The question of how long a firm will be able to sustain high growth is perhaps one of the more difficult questions to answer in a valuation, but two points are worth making. One is that it is not a question of whether but when firms hit the stable growth wall. All firms ultimately become stable growth firms, in the best case, because high growth makes a firm larger and the firm’s size will eventually become a barrier to further high growth. In the worst case scenario, firms may not survive and will be liquidated. The second is that high growth in valuation, or at least high growth that creates value[1], comes from firms earning excess returns on their marginal investments. In other words, increased value comes from firms having a return on capital that is well in excess of the cost of capital (or a return on equity that exceeds the cost of equity). Thus, when you assume that a firm will experience high growth for the next 5 or 10 years, you are also implicitly assuming that it will earn excess returns (over and above the required return) during that period. In a competitive market, these excess returns will eventually draw in new competitors and the excess returns will disappear.

You should look at three factors when considering how long a firm will be able to maintain high growth.

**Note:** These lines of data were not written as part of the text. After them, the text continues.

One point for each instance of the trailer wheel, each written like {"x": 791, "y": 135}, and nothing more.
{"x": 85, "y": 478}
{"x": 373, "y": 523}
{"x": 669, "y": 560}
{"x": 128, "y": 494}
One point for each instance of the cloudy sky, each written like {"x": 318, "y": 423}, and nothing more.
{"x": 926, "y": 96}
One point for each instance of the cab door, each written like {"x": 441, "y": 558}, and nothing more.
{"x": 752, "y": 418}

1.           Size of the firm: Smaller firms are much more likely to earn excess returns and maintain these excess returns than otherwise similar larger firms. This is because they have more room to grow and a larger potential market. Small firms in large markets should have the potential for high growth (at least in revenues) over long periods. When looking at the size of the firm, you should look not only at its current market share, but also at the potential growth in the total market for its products or services. A firm may have a large market share of its current market, but it may be able to grow in spite of this because the entire market is growing rapidly

2.           Existing growth rate and excess returns: Momentum does matter, when it comes to projecting growth. Firms that have been reporting rapidly growing revenues are more likely to see revenues grow rapidly at least in the near future. Firms that are earnings high returns on capital and high excess returns in the current period are likely to sustain these excess returns for the next few years.

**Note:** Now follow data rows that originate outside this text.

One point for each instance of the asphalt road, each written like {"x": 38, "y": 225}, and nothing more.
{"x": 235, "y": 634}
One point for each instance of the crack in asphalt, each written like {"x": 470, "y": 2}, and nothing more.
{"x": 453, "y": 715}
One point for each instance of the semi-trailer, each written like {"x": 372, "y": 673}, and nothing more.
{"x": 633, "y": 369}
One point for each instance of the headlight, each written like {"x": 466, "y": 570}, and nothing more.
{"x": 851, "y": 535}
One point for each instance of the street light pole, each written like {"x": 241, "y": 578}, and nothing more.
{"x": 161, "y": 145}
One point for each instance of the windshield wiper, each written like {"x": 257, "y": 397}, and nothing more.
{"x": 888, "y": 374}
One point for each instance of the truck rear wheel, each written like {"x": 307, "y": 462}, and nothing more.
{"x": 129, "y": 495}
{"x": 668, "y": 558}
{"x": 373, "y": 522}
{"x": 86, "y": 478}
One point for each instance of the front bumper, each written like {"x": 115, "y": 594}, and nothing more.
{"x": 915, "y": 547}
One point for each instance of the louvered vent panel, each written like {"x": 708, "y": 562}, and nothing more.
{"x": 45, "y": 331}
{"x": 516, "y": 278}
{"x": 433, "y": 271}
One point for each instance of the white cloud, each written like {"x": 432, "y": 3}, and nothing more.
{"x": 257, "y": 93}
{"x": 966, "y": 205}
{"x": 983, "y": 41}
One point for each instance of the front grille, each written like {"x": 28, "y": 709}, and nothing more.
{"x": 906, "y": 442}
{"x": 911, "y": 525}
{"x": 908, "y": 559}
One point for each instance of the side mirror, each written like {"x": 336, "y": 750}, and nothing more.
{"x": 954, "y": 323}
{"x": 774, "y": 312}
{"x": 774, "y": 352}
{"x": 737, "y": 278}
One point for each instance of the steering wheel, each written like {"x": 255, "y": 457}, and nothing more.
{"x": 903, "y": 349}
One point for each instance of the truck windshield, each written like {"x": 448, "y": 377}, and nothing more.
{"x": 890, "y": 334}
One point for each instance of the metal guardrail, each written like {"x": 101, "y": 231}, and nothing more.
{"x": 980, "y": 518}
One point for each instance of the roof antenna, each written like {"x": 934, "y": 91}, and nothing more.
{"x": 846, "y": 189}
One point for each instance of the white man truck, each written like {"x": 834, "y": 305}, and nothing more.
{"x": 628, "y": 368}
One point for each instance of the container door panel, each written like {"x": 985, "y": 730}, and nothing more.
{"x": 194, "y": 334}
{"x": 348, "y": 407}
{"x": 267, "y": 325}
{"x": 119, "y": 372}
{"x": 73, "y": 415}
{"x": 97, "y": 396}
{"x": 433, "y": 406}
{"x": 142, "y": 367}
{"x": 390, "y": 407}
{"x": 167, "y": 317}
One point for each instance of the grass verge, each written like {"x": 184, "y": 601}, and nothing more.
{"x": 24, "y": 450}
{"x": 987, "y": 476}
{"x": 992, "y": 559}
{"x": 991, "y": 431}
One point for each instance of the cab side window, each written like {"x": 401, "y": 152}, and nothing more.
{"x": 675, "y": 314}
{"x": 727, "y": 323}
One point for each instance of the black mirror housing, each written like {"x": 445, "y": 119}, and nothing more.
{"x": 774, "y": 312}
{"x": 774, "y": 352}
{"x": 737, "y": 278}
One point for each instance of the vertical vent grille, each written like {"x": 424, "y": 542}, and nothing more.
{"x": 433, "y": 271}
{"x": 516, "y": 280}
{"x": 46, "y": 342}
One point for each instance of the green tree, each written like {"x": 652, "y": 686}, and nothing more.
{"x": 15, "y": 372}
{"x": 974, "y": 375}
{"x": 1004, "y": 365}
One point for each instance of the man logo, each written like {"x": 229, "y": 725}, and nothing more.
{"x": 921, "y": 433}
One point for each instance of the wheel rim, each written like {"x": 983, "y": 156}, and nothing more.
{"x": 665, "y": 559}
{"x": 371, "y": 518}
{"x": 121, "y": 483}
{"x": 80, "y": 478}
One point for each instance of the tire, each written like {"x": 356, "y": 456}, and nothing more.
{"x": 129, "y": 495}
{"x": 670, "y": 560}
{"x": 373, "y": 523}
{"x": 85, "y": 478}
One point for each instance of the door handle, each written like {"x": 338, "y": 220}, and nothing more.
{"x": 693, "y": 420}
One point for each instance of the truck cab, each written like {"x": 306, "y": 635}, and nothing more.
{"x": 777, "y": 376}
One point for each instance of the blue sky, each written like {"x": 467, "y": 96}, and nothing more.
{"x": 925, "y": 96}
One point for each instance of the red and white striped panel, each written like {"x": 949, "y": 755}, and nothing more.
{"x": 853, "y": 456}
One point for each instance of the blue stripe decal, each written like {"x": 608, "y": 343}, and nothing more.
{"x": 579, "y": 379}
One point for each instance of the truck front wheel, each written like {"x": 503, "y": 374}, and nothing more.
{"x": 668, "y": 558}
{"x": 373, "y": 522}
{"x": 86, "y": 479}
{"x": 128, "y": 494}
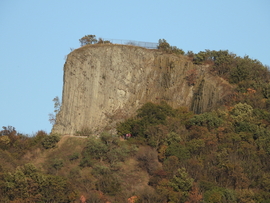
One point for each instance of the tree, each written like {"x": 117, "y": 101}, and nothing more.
{"x": 88, "y": 39}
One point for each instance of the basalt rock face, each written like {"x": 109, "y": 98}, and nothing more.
{"x": 104, "y": 84}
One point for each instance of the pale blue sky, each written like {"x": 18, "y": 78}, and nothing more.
{"x": 36, "y": 35}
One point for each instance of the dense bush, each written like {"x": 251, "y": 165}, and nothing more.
{"x": 50, "y": 141}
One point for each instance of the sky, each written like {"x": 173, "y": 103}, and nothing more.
{"x": 36, "y": 36}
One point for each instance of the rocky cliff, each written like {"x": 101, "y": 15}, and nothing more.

3.           Magnitude and Sustainability of Competitive Advantages: This is perhaps the most critical determinant of the length of the high growth period. If there are significant barriers to entry and sustainable competitive advantages, firms can maintain high growth for longer periods. If, on the other hand, there are no or minor barriers to entry or if the firm’s existing competitive advantages are fading, you should be far more conservative about allowing for long growth periods. The quality of existing management also influences growth. Some top managers[2] have the capacity to make the strategic choices that increase competitive advantages and create new ones.

The confluence of high growth and excess returns which is the source of value has led to the coining of the term “competitive advantage period” (CAP) to capture the joint effect. This term, first used by Michael Mahboussin at Credit Suisse First Boston, measures the period for which a firm can be expected to earn excess returns.  The value of such a firm can then be written as the sum of the capital invested today and the present value of the excess returns that the firm will earn over its life.  Since there are no excess returns after the competitive advantage period, there is no additional value added.

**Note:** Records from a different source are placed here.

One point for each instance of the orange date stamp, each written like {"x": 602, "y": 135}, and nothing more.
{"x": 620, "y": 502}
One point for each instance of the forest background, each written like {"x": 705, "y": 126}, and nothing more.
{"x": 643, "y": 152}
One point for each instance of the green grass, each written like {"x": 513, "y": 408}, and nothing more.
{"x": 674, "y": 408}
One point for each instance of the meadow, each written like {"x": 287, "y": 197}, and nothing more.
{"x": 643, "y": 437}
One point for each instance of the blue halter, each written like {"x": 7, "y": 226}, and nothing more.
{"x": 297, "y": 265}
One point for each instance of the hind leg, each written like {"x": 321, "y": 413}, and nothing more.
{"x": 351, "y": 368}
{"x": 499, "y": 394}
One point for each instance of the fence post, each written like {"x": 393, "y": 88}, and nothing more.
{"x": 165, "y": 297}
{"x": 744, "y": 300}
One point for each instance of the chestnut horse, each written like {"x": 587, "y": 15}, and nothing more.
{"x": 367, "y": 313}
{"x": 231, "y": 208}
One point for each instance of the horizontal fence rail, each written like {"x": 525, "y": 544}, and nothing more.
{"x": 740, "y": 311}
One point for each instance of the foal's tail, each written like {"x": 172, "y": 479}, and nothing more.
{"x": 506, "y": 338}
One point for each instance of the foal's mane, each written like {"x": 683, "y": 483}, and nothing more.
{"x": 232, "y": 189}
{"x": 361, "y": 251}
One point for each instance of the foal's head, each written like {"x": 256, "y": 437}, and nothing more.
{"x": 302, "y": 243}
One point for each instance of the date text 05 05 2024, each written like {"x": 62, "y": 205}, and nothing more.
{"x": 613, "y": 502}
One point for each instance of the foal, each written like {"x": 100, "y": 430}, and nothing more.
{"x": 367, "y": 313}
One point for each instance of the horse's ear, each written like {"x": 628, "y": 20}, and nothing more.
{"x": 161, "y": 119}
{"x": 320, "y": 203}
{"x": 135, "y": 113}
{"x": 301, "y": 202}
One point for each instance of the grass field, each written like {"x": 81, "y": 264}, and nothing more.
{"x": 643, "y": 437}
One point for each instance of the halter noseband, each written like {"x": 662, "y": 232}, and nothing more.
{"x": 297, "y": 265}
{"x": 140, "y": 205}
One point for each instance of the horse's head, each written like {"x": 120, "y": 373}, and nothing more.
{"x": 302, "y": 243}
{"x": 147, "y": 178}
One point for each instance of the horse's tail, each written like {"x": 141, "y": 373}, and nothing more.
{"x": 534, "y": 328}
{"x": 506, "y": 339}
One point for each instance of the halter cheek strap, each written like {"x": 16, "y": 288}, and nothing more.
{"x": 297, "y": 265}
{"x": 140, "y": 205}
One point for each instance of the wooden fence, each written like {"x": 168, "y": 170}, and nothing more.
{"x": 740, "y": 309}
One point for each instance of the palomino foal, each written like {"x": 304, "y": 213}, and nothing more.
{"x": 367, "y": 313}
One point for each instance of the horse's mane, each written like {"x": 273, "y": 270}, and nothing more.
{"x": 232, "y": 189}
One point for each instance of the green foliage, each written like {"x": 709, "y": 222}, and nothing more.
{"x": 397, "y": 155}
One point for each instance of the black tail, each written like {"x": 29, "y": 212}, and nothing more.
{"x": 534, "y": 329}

            In an inventive variant, analysts sometimes try to estimate how long the competitive advantage period will have to be to sustain a current market value, assuming that the current return on capital and cost of capital remain unchanged. The resulting market implied competitive advantage period  (MICAP) can then be either compared across firms in a sector or evaluated on a qualitative basis.

 

 



[1] Growth without excess returns will make a firm larger but not more valuable.

[2] Jack Welch at GE and Robert Goizueta at Coca Cola are good examples of CEOs who made a profound difference in the growth of their firms.